On January 24, 2020, the Company acquired certain specified assets and liabilities that make up the federal division of Blackstone Technology Group ("Blackstone Federal"), for $85.5 million in cash. Blackstone Federal is headquartered in Arlington, Virginia. The acquisition expands the Company's capabilities in agile application development, cloud modernization and systems architecture, cybersecurity, user experience design and branding services to government clients and is part of the ECS Segment. The results of operations of Blackstone Federal are included in the consolidated results of the Company from the date of its acquisition.

Goodwill associated with this acquisition totaled $61.1 million, which is deductible for income tax purposes. Goodwill represents the acquired assembled workforce, potential new customers and future cash flows after the acquisition. Identifiable intangible assets related to this acquisition totaled $22.8 million, with useful lives ranging from one to nine years. The purchase accounting for this acquisition has been finalized.

Intersys Consulting, LLC ("Intersys")

On October 17, 2019, the Company acquired all of the membership interests of Intersys, headquartered in Austin, Texas, for $67.0 million in cash. The acquisition expands the Company's capabilities in digital innovation and enterprise solutions and it is part of the Apex Segment. The results of operations of Intersys are included in the consolidated results of the Company from the date of its acquisition.
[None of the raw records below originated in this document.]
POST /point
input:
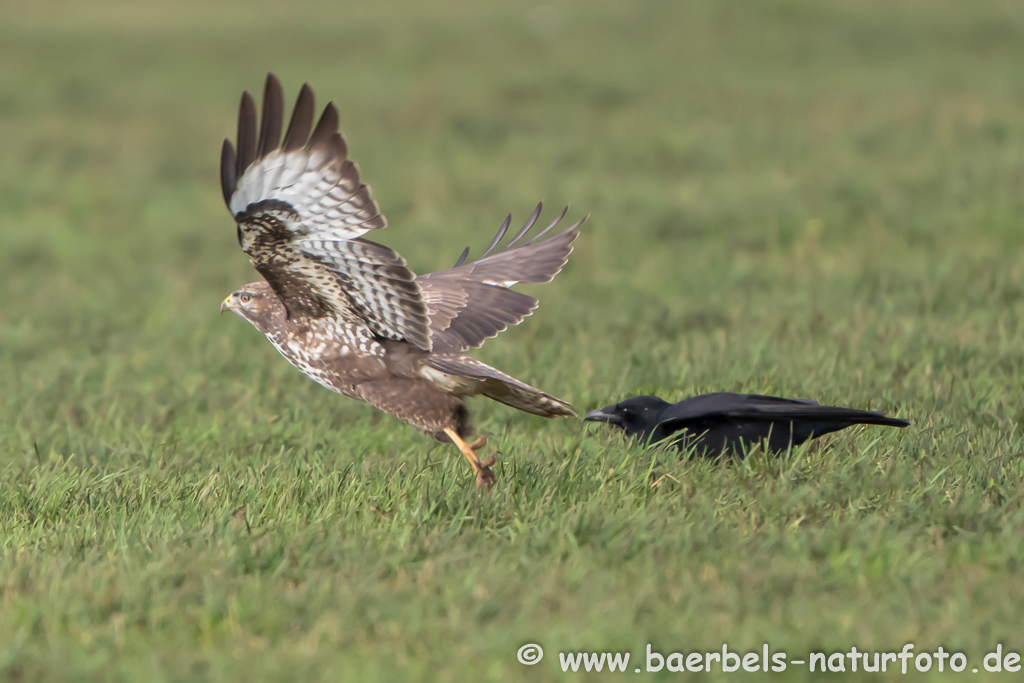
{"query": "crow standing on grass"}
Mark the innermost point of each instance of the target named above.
(345, 310)
(717, 422)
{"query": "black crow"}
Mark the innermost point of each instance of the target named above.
(716, 422)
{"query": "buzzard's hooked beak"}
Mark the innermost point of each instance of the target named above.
(600, 416)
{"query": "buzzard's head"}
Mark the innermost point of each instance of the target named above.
(255, 302)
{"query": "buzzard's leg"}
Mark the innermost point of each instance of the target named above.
(484, 477)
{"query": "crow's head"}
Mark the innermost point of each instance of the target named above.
(638, 416)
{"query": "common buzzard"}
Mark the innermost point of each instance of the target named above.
(347, 311)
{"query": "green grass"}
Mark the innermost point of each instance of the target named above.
(810, 199)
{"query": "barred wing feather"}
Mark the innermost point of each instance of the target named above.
(301, 212)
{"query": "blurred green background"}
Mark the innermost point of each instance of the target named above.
(812, 199)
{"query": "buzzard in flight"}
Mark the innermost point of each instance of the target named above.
(347, 311)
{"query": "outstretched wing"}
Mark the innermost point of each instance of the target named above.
(301, 212)
(471, 302)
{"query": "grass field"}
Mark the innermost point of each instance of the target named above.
(811, 199)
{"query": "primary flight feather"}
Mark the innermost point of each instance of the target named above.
(347, 311)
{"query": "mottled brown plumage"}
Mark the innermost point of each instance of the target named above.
(346, 311)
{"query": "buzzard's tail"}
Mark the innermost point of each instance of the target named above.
(486, 381)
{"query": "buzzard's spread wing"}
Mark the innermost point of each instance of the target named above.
(470, 302)
(301, 212)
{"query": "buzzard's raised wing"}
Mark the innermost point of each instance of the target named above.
(471, 302)
(301, 212)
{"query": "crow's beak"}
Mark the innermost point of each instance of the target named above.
(601, 416)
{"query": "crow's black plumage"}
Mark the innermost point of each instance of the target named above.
(716, 422)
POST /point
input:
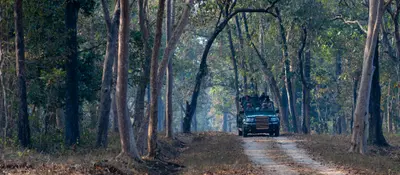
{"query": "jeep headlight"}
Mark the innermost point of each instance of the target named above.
(249, 120)
(274, 119)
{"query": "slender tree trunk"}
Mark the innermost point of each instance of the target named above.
(235, 69)
(72, 98)
(152, 131)
(194, 122)
(356, 80)
(375, 129)
(2, 116)
(358, 142)
(305, 77)
(225, 122)
(106, 85)
(190, 110)
(24, 134)
(128, 144)
(274, 88)
(3, 94)
(141, 122)
(285, 110)
(170, 81)
(242, 55)
(288, 82)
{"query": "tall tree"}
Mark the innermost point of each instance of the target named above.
(358, 141)
(305, 77)
(128, 142)
(158, 71)
(191, 108)
(375, 121)
(288, 73)
(24, 134)
(72, 101)
(242, 55)
(170, 81)
(141, 122)
(106, 85)
(152, 135)
(235, 69)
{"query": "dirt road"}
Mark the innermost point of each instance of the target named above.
(280, 155)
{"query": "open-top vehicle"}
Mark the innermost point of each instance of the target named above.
(257, 115)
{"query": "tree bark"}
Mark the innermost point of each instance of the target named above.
(275, 90)
(170, 81)
(191, 109)
(375, 129)
(358, 142)
(235, 70)
(288, 73)
(24, 135)
(389, 109)
(106, 85)
(152, 131)
(242, 53)
(305, 77)
(4, 94)
(128, 143)
(225, 122)
(141, 122)
(72, 98)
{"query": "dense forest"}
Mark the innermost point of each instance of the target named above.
(86, 74)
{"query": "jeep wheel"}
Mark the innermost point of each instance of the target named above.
(244, 132)
(277, 133)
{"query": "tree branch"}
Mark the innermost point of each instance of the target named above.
(340, 17)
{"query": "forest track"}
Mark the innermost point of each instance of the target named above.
(281, 156)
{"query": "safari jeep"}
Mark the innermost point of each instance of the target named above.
(258, 120)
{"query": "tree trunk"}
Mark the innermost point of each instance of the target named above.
(161, 114)
(106, 85)
(358, 142)
(3, 95)
(285, 110)
(225, 122)
(152, 131)
(235, 69)
(194, 122)
(128, 144)
(274, 88)
(170, 81)
(288, 82)
(375, 129)
(24, 134)
(72, 98)
(190, 110)
(243, 58)
(305, 78)
(141, 122)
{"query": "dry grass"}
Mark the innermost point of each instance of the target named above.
(335, 149)
(214, 153)
(84, 159)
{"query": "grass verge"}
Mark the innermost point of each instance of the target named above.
(334, 149)
(214, 153)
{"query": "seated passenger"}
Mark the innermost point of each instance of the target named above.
(267, 104)
(262, 97)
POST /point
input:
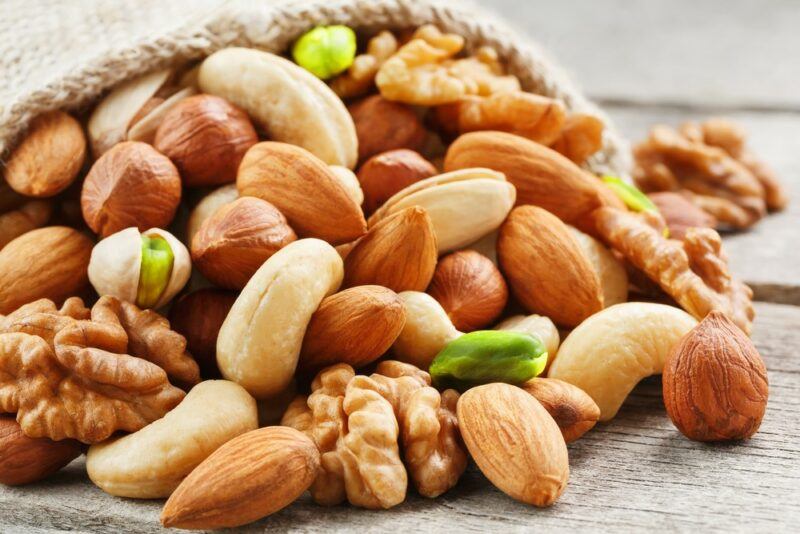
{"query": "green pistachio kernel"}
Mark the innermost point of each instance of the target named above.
(488, 356)
(157, 260)
(326, 51)
(630, 195)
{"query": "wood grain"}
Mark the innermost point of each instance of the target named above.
(635, 473)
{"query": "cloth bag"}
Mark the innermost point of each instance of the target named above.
(64, 55)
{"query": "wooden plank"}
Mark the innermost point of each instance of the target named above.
(634, 473)
(766, 256)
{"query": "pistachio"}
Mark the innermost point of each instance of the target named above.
(488, 356)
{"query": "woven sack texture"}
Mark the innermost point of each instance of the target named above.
(56, 54)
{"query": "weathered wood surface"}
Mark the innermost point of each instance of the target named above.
(634, 473)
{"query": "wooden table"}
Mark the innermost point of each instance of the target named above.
(646, 62)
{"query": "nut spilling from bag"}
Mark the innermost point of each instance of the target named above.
(367, 263)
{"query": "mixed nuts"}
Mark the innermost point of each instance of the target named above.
(396, 235)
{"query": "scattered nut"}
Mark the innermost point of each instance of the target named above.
(611, 351)
(715, 383)
(206, 138)
(237, 239)
(49, 157)
(130, 185)
(470, 289)
(152, 462)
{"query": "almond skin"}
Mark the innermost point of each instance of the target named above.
(237, 239)
(49, 262)
(250, 477)
(715, 382)
(573, 409)
(304, 189)
(515, 442)
(470, 288)
(355, 326)
(398, 252)
(24, 460)
(546, 267)
(49, 158)
(542, 176)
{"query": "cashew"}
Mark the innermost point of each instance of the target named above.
(287, 101)
(259, 342)
(150, 463)
(611, 351)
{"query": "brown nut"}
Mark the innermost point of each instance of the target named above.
(715, 383)
(130, 185)
(206, 138)
(49, 157)
(234, 242)
(398, 252)
(573, 409)
(48, 263)
(384, 174)
(470, 288)
(383, 125)
(24, 460)
(314, 200)
(198, 316)
(355, 326)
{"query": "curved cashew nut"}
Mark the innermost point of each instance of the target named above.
(611, 351)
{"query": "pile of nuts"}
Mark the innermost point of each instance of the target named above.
(350, 332)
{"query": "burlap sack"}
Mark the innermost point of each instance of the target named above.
(57, 54)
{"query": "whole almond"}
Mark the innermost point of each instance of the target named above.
(250, 477)
(49, 158)
(546, 267)
(398, 252)
(470, 288)
(514, 442)
(573, 409)
(541, 175)
(24, 460)
(355, 326)
(304, 189)
(49, 262)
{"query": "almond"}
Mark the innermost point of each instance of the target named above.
(24, 460)
(250, 477)
(355, 326)
(399, 252)
(49, 158)
(304, 189)
(49, 262)
(546, 268)
(542, 176)
(514, 442)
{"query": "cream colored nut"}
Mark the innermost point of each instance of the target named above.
(610, 271)
(151, 463)
(463, 205)
(611, 351)
(259, 343)
(350, 182)
(288, 102)
(426, 332)
(115, 267)
(207, 206)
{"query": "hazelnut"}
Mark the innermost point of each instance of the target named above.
(130, 185)
(205, 137)
(383, 125)
(384, 174)
(470, 288)
(147, 269)
(237, 239)
(198, 316)
(715, 383)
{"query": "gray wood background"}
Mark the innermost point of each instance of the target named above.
(646, 62)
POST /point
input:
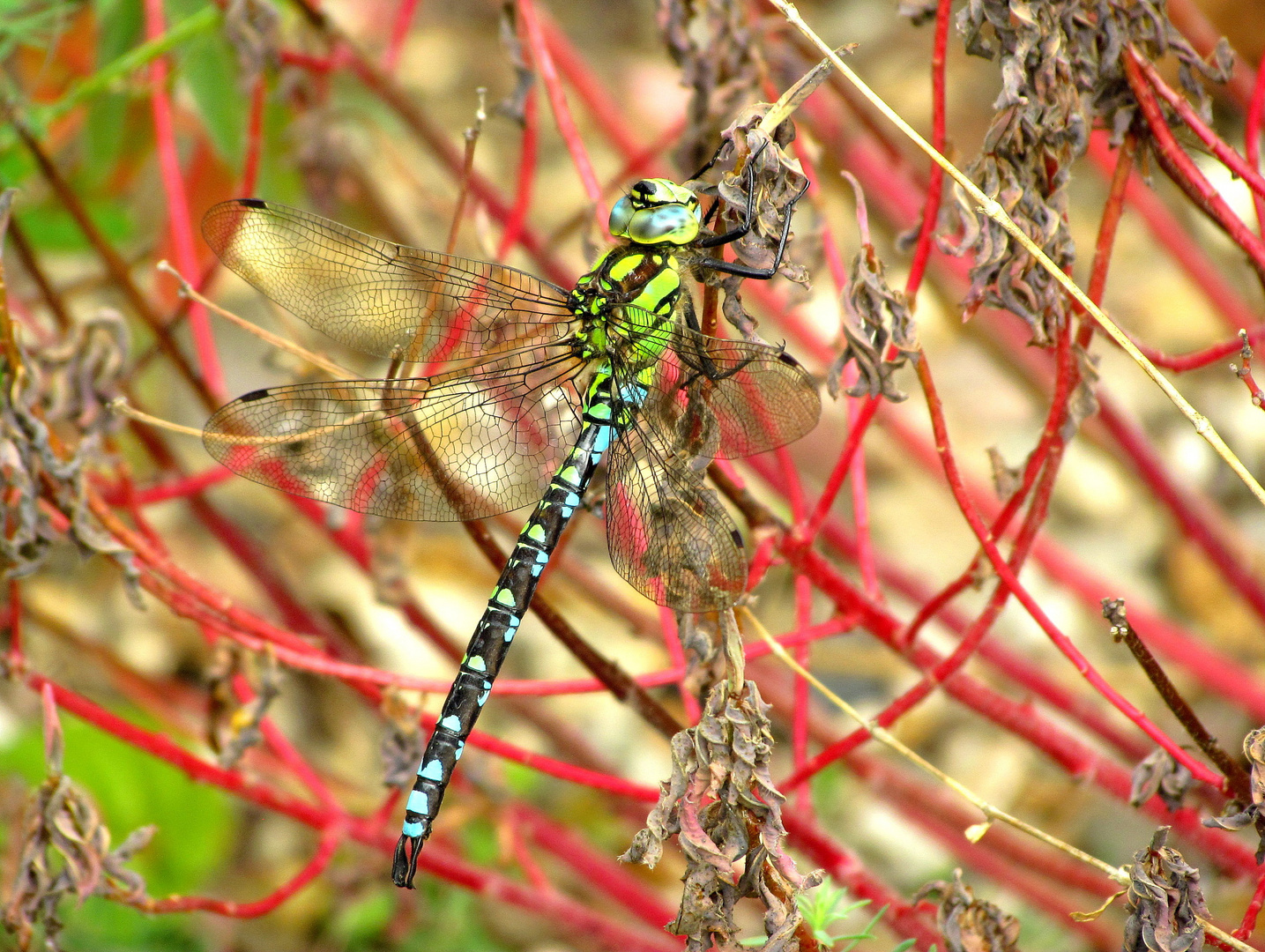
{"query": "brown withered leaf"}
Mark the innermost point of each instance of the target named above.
(718, 61)
(1061, 73)
(514, 107)
(1157, 773)
(250, 29)
(1239, 815)
(753, 160)
(721, 806)
(404, 744)
(66, 852)
(1164, 902)
(874, 316)
(233, 725)
(967, 923)
(1083, 399)
(52, 427)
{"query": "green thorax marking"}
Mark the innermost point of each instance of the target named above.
(644, 279)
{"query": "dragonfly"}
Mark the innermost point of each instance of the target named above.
(526, 387)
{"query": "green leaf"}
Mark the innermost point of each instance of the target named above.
(208, 67)
(52, 229)
(131, 788)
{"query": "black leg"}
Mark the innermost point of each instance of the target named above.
(749, 215)
(745, 271)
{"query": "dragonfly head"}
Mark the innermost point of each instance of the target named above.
(656, 212)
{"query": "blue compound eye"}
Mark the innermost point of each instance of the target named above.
(674, 224)
(620, 216)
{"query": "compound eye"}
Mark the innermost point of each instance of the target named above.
(674, 224)
(620, 216)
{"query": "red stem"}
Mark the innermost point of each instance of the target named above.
(1182, 168)
(562, 111)
(936, 177)
(1253, 140)
(177, 204)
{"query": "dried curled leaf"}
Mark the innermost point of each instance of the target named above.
(66, 851)
(718, 61)
(1061, 72)
(1164, 902)
(233, 727)
(61, 398)
(967, 923)
(874, 316)
(1157, 773)
(252, 29)
(721, 804)
(1239, 815)
(404, 744)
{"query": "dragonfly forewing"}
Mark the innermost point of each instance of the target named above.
(666, 532)
(457, 447)
(380, 297)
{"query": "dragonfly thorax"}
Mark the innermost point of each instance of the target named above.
(639, 285)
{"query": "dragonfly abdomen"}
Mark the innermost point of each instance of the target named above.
(500, 622)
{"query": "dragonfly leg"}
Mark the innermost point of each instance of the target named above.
(747, 271)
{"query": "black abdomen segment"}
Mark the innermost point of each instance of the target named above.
(496, 628)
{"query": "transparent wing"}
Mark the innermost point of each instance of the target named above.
(668, 533)
(380, 297)
(454, 447)
(726, 398)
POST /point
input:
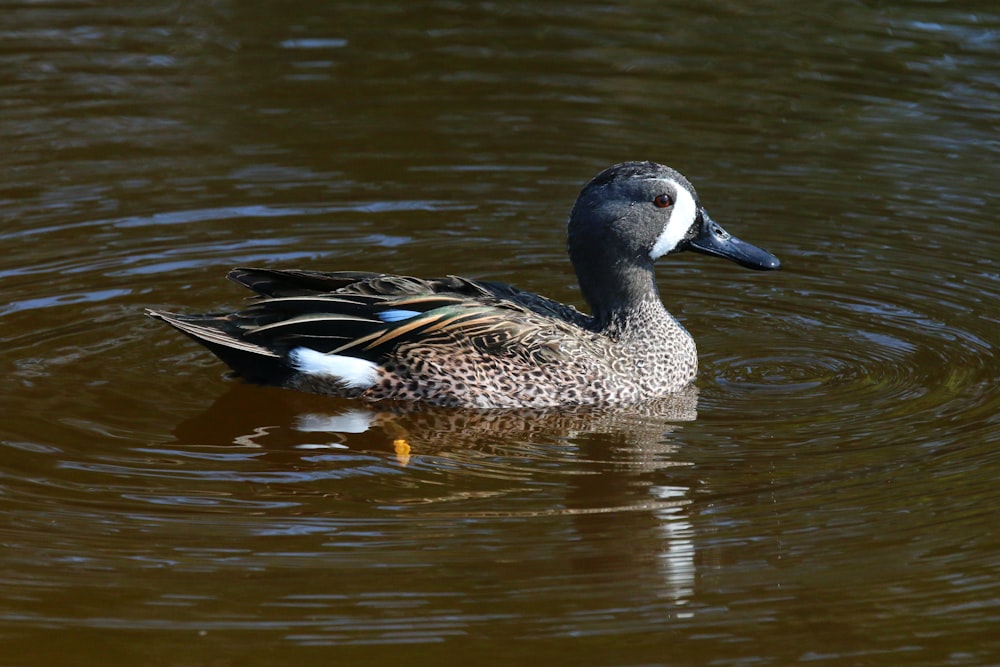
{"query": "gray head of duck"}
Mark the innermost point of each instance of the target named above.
(630, 215)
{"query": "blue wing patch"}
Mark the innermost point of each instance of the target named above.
(397, 315)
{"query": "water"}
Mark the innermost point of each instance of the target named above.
(827, 493)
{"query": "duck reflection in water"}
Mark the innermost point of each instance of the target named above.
(614, 478)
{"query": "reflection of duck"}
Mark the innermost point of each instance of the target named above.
(260, 417)
(460, 342)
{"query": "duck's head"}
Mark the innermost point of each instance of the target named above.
(632, 214)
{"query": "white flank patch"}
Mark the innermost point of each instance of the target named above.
(682, 216)
(354, 373)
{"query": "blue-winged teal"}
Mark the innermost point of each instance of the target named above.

Goodwill associated with this acquisition totaled $41.4 million, of which $38.7 million is deductible for income tax purposes. Goodwill represents the acquired assembled workforce, potential new customers and future cash flows after the acquisition. Identifiable intangible assets related to this acquisition totaled $23.8 million, with useful lives ranging from three to ten years. The purchase accounting for this acquisition has been finalized.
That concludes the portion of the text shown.